Había nacido en Údine (Italia), pero su familia se trasladó a los cinco años (creo, así me dijo) a la Argentina, donde creció y maduró como persona, al servicio de la Iglesia y de la teología. No quiero evocar hoy su figura intelectual, sino sólo recordar su talla humana, su inmensa cercanía, su gran piedad, su fidelidad a la tradición católica, desde las nuevas circunstancias de América Latina

 

Vida y obra


Ha destacado como persona y como guía (amigo) de una generación de teólogos y pastores de Argentina, al servicio de la liberación humana y de la reconciliación de la Iglesia. Participó en los comienzos de la Teología de la Liberación
, desde una perspectiva más espiritual que política, aunque abierta al compromiso social. Ha sido profesor de la Facultad de Teología de la Universidad Católica de Buenos Aires y miembro de la Comisión Teológica Internacional, uniendo su investigación teológica con la docencia y, sobre todo, con el cultivo de una religiosidad popular, atenta al pensamiento de las comunidades autóctonas.

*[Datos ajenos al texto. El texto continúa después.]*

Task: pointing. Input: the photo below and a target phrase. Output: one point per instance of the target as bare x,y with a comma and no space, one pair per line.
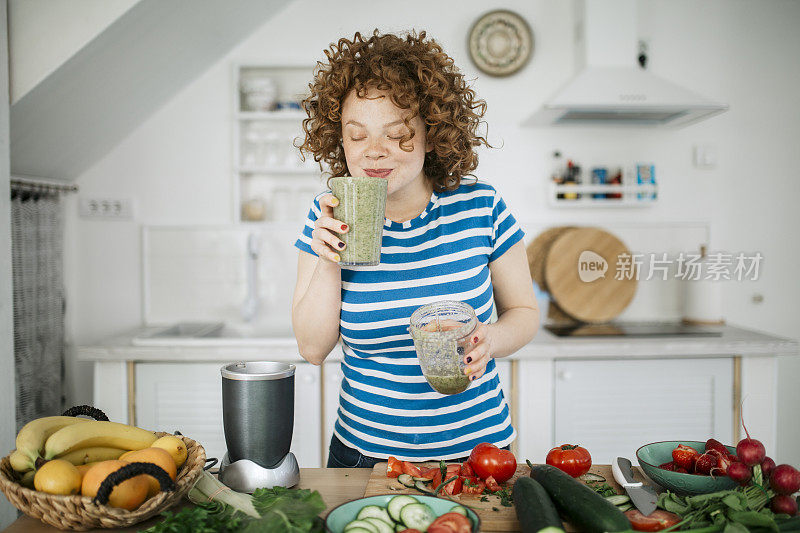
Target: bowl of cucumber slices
390,513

Ha vinculado su fidelidad a la Iglesia con una intensa vinculación a los signos y valores de la cristiandad latino-americana (centrada en los cristos sangrantes y en las gloriosas de la Virgen María, que son signo de Pascua cristiana, como él mismo me decía) y con un fuerte compromiso al servicio de la libertad y promoción del pueblo marginado.

— Sus amigos de Argentina le han dedicados tres libros de homenaje, que tengo el honor de conservar en mi biblioteca:

1) Uno más testimonial: Juntos en Su memoria. 50 años de sacerdocio con Lucio Gera (1947-1997) [Victoria, Santa Escolástica, 1997]

2) Otro más teológico: R. Ferrara y C. Mª. Galli (ed.), Presente y futuro de la teología en Argentina. Homenaje a Lucio Gera [Buenos Aires, Paulinas, 1997]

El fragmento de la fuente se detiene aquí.